Masters of Animation at 8pm bring the retrospective of the Canadian filmmaker Frédéric Back, internationally acclaimed and renowned artist, caricaturist, educator and activist. For his works Back has won a series of international awards, while two of his films – Crac! (1982) and The Man Who Planted Trees (1987) won an Oscar. At the Animafest, Back will be presented with the 2010 Lifetime Achievement Award.

The Tuškanac programme ends with the Grand Panorama, including 12 films, among which the Croatian entries, Gulliver by Zdenko Bašić, Keep Going by Darko Vučenik and Format by Darko Bakliža.

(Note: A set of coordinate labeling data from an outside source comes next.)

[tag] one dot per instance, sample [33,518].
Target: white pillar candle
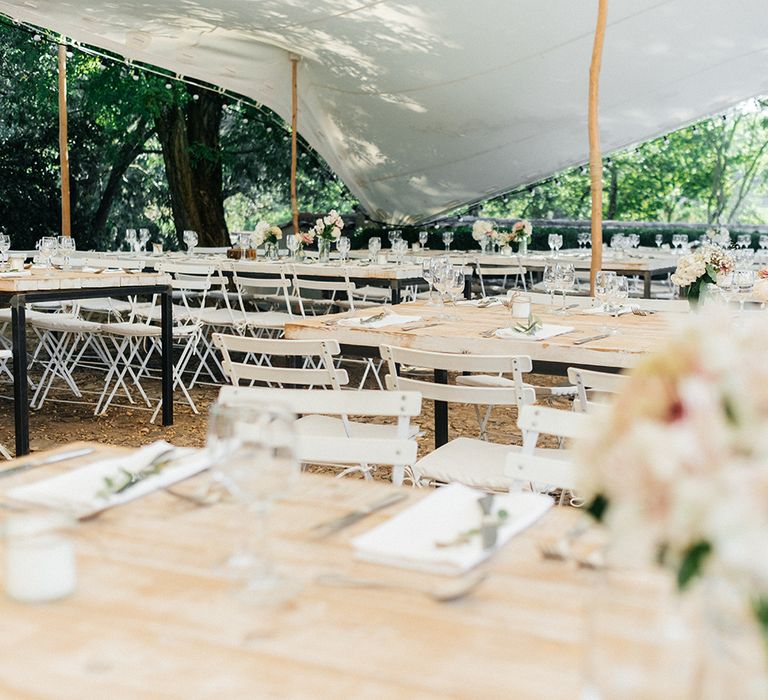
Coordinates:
[39,558]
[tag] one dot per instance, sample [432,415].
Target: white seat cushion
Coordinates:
[473,463]
[333,426]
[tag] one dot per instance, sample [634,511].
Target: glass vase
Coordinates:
[323,250]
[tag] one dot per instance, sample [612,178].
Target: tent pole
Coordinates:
[294,110]
[66,220]
[595,156]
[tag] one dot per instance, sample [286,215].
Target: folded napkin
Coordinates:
[598,311]
[547,330]
[410,539]
[78,491]
[388,320]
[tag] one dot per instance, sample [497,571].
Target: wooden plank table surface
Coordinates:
[152,618]
[462,333]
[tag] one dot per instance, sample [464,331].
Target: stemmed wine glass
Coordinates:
[565,278]
[374,246]
[550,281]
[131,238]
[67,247]
[343,244]
[252,450]
[190,240]
[5,246]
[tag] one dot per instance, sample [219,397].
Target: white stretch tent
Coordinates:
[423,105]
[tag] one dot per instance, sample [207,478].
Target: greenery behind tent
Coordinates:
[147,150]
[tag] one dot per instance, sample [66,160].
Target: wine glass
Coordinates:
[374,246]
[564,281]
[550,281]
[66,247]
[252,450]
[426,273]
[343,244]
[292,242]
[744,282]
[190,240]
[5,246]
[143,239]
[131,238]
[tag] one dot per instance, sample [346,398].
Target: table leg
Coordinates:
[166,339]
[441,412]
[20,396]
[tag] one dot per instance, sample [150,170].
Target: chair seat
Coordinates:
[142,330]
[331,426]
[474,463]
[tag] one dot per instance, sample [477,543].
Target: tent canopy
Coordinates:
[422,106]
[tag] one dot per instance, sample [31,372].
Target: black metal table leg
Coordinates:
[166,339]
[441,412]
[20,396]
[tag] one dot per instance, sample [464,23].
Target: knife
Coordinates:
[53,459]
[581,341]
[332,526]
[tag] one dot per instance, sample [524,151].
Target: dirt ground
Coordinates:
[66,419]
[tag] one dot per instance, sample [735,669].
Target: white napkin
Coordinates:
[409,539]
[547,330]
[77,491]
[388,320]
[598,311]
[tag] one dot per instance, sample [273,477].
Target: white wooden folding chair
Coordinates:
[593,386]
[553,469]
[350,451]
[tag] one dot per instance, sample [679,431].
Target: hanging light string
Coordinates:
[40,34]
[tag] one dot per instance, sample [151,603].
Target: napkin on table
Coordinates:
[77,491]
[547,330]
[410,538]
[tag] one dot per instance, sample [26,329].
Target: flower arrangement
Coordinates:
[521,230]
[329,227]
[678,469]
[702,267]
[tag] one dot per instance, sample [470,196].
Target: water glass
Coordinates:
[252,451]
[190,240]
[66,248]
[343,244]
[374,246]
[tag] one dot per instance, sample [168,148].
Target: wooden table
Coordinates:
[151,618]
[58,285]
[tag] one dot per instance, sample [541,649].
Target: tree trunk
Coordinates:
[189,137]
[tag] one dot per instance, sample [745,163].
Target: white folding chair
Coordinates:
[354,452]
[553,469]
[592,386]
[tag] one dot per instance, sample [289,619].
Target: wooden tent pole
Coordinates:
[294,144]
[66,216]
[595,155]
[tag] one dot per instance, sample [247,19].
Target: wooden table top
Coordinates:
[638,335]
[41,279]
[151,618]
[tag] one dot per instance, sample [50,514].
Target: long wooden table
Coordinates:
[42,285]
[151,618]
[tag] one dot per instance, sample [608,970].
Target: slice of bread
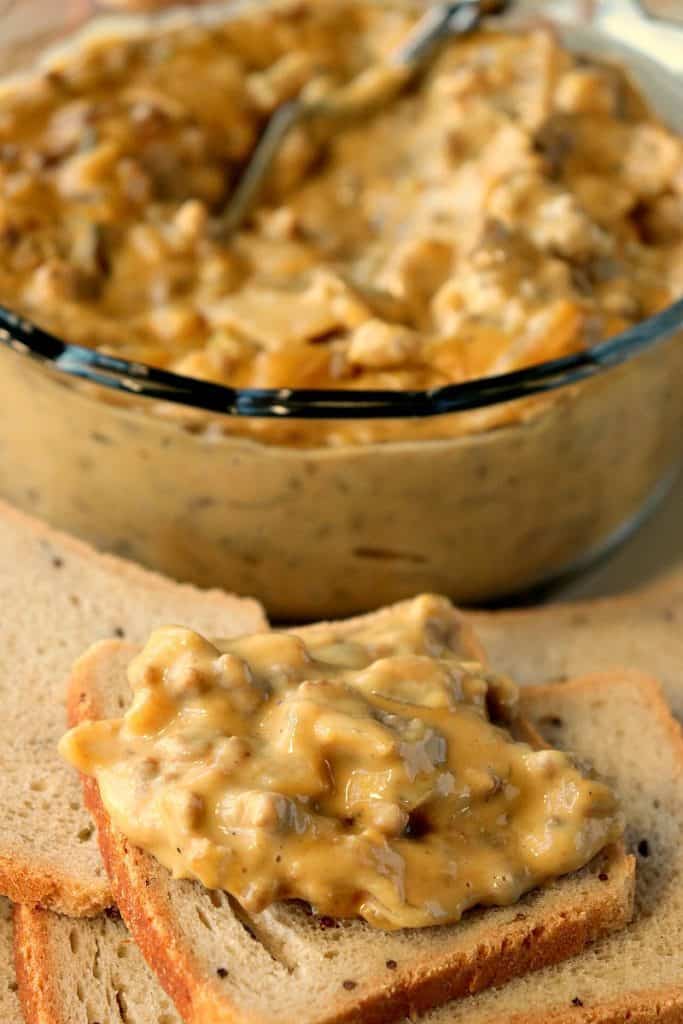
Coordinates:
[72,971]
[10,1011]
[221,965]
[622,722]
[56,597]
[642,630]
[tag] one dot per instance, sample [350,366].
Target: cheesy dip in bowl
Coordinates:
[398,375]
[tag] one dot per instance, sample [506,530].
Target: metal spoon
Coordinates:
[370,91]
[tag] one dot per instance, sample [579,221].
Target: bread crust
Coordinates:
[29,875]
[138,883]
[642,629]
[35,975]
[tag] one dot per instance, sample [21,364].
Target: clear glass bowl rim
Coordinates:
[141,380]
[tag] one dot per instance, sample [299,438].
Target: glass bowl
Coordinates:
[331,530]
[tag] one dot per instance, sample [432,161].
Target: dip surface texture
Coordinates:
[366,777]
[516,204]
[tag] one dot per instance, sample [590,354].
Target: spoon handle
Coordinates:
[440,22]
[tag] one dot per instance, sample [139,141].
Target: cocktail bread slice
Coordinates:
[220,965]
[56,597]
[642,630]
[10,1011]
[73,970]
[622,722]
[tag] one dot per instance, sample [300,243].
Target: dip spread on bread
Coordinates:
[371,777]
[516,204]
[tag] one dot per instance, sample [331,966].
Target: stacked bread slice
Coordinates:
[283,964]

Seven films from the Folimage children’s programme are scheduled for 10am at the Movieplex, while Raining Cats and Frogs, the first feature-length work of the same studio will be screened at 1pm. The fact that it took more than six years of work to complete the project testifies of its comprehensiveness. Children’s Competition is scheduled for 3pm and 6pm, while at 8pm the programme entitled World Studios – Aardman will be screened. Their internationally acclaimed videos and even more popular short films guarantee two hilarious screenings complete with loads of British humour. The programme ends with the 10pm screening of the Grand Competition entries.

Regarding side events, a Q&A with Grand Competition filmmakers is held at 1pm at the Tuškanac cinema small hall, while a Q&A with Student Competition authors follows at 3pm. At 4pm a book presentation of Ranko Munitić’s Comic Book: Ninth Art is held, while a roundtable of the subject of Methodology of Animation Education follows at 6pm.